Check screening options urges patient
An Auckland cancer patient’s only motive is to help other women.
This from an eastern bays woman in her 60’s who has had breast cancer detected recently on the tomosynthesis mammogram. According to the patient, who wishes to remain anonymous, the standard mammogram she had did not detect her breast abnormalities.
She says that following her standard mammogram she was lucky to be offered tomosynthesis as a breast screening option. ’’I hadn’t really thought about cancer, but it turns out I had two tumours and the cancer had spread to the lymph nodes,’’ she says. The patient says there is no breast cancer history in her family. According to the New Zealand Breast Cancer Foundation, 90 - 95 per cent of those diagnosed won’t have either. The patient says she was also lucky because she is in the small percentage of women who experienced breast pain. Its onset is initially what motivated her to see a doctor and subsequently led her to have breast screening. She encourages women to have a mammogram whether they are in pain or not. ‘‘I urge women to find out if tomosynthesis mammography is an option available to them for breast screening,’’ she says.
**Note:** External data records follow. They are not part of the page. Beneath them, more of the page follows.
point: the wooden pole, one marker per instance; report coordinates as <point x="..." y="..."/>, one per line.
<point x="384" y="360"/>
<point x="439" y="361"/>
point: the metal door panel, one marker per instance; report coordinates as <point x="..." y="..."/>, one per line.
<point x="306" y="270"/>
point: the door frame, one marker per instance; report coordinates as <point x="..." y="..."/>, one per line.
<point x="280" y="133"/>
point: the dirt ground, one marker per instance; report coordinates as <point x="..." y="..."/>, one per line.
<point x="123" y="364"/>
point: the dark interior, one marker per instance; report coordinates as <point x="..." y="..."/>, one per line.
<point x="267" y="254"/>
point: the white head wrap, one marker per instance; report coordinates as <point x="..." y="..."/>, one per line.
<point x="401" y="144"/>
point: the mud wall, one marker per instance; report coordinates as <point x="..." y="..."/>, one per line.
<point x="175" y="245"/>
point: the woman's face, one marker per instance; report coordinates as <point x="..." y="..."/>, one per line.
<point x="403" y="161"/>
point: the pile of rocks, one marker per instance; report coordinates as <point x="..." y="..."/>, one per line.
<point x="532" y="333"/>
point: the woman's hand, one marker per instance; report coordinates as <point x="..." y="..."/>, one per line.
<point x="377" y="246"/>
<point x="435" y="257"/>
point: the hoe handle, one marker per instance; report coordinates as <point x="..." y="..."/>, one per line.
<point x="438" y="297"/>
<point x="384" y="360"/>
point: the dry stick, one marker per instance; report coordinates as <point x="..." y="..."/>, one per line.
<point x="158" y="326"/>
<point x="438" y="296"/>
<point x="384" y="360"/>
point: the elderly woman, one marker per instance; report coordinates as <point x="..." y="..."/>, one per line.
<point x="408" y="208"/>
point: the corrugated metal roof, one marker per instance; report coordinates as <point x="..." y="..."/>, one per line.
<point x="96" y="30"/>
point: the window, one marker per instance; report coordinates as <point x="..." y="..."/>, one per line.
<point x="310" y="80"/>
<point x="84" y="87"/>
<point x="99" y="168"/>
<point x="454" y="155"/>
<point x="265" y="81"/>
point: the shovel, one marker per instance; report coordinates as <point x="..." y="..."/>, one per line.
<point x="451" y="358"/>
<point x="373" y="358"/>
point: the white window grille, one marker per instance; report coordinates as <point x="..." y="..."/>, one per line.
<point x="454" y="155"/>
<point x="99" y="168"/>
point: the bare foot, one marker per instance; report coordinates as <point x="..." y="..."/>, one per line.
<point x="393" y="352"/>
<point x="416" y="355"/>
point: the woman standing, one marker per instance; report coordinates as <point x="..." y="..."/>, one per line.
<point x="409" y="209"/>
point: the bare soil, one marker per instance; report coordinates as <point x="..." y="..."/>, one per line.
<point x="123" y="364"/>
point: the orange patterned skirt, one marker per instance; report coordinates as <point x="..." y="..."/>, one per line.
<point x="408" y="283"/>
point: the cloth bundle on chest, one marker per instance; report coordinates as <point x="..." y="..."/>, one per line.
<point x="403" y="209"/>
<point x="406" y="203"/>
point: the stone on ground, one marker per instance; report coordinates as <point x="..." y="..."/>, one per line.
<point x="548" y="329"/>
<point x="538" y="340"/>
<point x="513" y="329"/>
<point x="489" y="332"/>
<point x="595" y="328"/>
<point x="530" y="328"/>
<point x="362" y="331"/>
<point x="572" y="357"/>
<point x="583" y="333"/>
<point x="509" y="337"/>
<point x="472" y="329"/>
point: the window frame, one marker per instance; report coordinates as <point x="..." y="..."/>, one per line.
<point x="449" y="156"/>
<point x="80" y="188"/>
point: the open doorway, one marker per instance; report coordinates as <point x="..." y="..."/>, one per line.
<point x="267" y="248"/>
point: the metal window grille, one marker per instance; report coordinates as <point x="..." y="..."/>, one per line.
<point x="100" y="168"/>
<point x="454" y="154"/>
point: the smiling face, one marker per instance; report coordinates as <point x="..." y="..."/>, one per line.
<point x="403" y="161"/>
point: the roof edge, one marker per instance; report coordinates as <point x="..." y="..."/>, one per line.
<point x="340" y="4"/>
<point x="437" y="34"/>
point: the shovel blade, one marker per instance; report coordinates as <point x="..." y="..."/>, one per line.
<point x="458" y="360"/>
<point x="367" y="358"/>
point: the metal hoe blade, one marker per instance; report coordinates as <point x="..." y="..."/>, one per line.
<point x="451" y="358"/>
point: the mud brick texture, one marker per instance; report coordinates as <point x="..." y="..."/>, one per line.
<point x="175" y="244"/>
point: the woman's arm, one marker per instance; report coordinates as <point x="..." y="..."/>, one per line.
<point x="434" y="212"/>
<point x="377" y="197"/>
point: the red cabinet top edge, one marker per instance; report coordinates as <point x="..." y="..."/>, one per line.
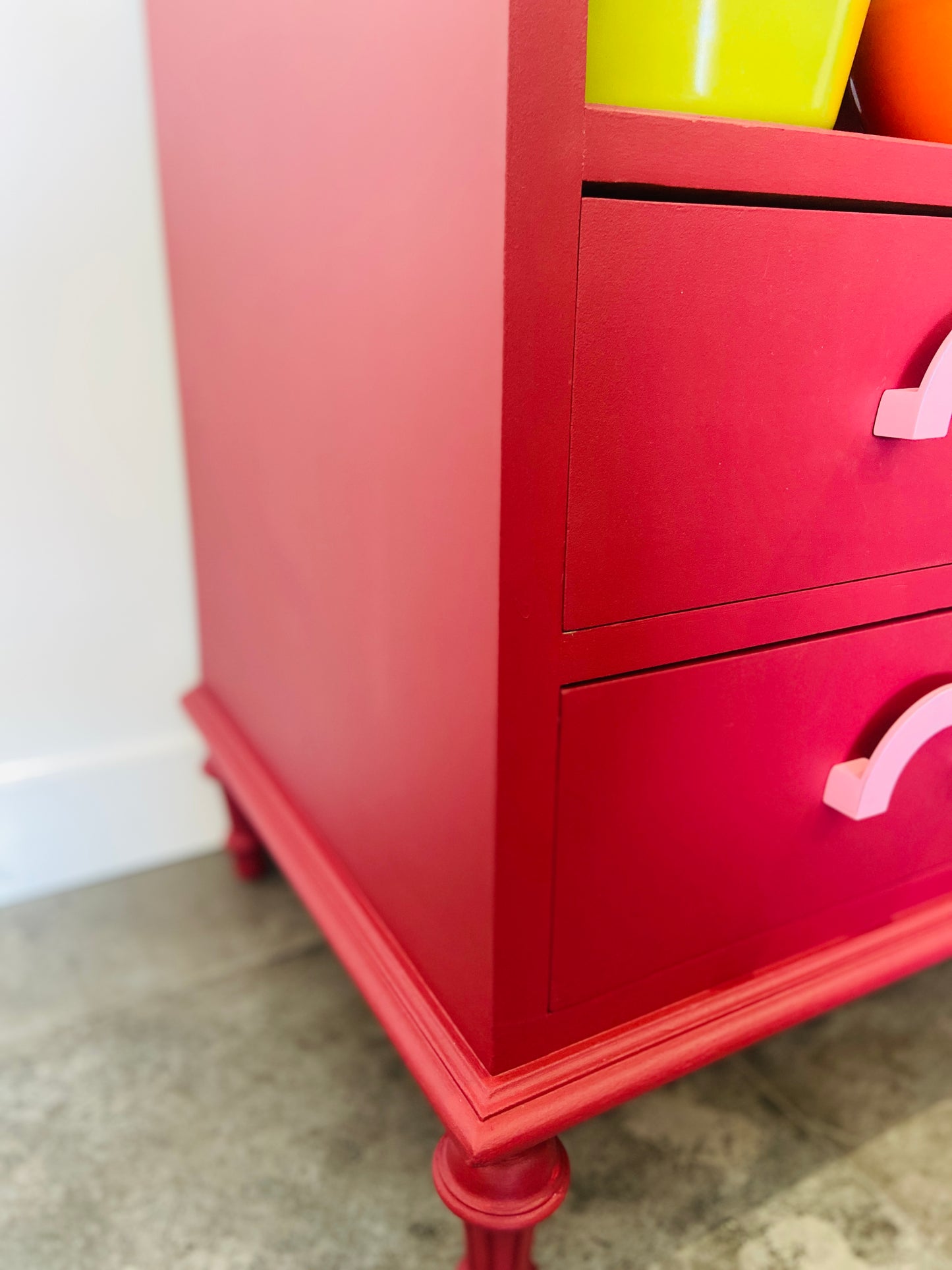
<point x="683" y="150"/>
Digital tomosynthesis (tomo) is the latest in breast imaging technology. According to Ascot Radiology radiologist Dr Anthony Doyle, tomo is proven to have a higher cancer detection rate and a reduced recall rate without any added risk or radiation to patients. Screening with tomo has been shown in peer reviewed independent studies to reduce the chance of dying of breast cancer by one-third.
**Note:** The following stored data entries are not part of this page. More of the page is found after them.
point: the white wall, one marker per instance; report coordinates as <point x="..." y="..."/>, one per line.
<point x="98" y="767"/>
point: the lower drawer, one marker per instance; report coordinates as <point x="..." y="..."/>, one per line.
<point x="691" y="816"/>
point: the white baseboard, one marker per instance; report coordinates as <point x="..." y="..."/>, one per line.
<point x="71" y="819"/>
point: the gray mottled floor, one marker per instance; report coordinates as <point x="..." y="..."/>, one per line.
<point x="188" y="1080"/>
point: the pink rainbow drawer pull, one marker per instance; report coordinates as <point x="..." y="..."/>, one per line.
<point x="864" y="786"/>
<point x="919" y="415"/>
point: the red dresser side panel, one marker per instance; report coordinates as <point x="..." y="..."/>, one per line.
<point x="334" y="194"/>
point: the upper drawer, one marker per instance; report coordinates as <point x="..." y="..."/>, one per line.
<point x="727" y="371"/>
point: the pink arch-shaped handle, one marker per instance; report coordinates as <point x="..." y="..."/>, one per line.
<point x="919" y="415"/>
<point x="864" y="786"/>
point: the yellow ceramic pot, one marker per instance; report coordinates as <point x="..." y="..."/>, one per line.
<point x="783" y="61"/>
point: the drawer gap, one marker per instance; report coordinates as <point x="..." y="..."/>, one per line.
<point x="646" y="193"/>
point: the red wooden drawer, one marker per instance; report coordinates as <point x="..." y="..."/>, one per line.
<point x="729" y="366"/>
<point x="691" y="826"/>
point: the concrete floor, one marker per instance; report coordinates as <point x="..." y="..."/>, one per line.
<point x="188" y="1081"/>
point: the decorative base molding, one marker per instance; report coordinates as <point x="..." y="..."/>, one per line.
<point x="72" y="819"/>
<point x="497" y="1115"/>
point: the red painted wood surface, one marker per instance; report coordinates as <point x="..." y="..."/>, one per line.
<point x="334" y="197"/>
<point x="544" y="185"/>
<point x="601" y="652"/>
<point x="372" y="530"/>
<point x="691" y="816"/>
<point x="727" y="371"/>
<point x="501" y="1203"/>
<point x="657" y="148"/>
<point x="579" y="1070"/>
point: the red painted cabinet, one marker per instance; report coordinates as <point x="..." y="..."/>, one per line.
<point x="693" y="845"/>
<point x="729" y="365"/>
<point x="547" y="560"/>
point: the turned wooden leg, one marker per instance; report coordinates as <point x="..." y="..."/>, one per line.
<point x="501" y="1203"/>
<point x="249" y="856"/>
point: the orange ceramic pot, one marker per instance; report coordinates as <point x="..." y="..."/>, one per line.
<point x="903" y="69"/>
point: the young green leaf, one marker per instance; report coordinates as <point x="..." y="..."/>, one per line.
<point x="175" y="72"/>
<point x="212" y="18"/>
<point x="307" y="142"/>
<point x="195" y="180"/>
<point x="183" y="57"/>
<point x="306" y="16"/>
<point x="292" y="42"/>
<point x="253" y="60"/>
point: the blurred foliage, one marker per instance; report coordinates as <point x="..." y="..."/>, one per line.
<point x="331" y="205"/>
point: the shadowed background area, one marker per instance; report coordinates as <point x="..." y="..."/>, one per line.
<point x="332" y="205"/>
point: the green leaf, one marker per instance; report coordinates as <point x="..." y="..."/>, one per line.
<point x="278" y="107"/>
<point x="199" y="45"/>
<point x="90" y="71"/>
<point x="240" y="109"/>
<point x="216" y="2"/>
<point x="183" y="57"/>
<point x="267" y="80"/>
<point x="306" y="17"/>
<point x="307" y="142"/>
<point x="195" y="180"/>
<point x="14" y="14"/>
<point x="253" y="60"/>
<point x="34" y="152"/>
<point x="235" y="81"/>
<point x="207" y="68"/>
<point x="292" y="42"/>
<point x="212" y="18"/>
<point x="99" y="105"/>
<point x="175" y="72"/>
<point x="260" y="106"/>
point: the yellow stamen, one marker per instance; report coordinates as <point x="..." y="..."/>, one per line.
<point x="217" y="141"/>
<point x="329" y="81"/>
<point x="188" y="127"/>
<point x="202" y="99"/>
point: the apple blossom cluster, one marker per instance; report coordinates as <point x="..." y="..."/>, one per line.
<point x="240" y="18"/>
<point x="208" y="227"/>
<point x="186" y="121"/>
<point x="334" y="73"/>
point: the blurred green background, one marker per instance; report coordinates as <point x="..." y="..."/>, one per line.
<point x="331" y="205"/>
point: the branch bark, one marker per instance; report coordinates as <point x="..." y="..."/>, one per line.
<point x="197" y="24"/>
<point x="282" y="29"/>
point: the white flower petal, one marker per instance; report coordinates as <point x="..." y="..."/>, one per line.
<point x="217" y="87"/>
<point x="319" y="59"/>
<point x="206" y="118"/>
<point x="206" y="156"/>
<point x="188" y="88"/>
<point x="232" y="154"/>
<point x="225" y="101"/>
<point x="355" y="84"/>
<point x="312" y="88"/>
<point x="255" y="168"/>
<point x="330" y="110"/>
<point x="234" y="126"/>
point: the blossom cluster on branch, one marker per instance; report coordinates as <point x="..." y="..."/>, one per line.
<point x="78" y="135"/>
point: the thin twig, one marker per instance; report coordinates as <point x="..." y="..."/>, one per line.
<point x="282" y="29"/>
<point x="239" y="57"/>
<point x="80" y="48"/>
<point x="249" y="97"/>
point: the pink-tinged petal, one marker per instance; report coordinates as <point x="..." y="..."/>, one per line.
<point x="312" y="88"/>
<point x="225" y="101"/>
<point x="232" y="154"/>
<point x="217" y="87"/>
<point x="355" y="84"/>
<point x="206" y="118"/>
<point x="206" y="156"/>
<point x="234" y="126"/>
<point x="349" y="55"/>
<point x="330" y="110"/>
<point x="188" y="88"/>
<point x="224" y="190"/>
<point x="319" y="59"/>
Traditional digital mammography produces two images of each breast. In some cases, this results in overlapping tissue which can make it more difficult to detect cancers. The tomo creates highly detailed, multilayer images. Positioning is similar to that of a mammogram. The resulting images provide the best possible view of all of the breast tissue, with greater cancer detection across all ages and breast densities.
According to the New Zealand Breast Cancer Foundation eight women are diagnosed with breast cancer a day in New Zealand.
Dr Anthony Doyle says tomosynthesis mammography is proven to have a higher cancer detection rate.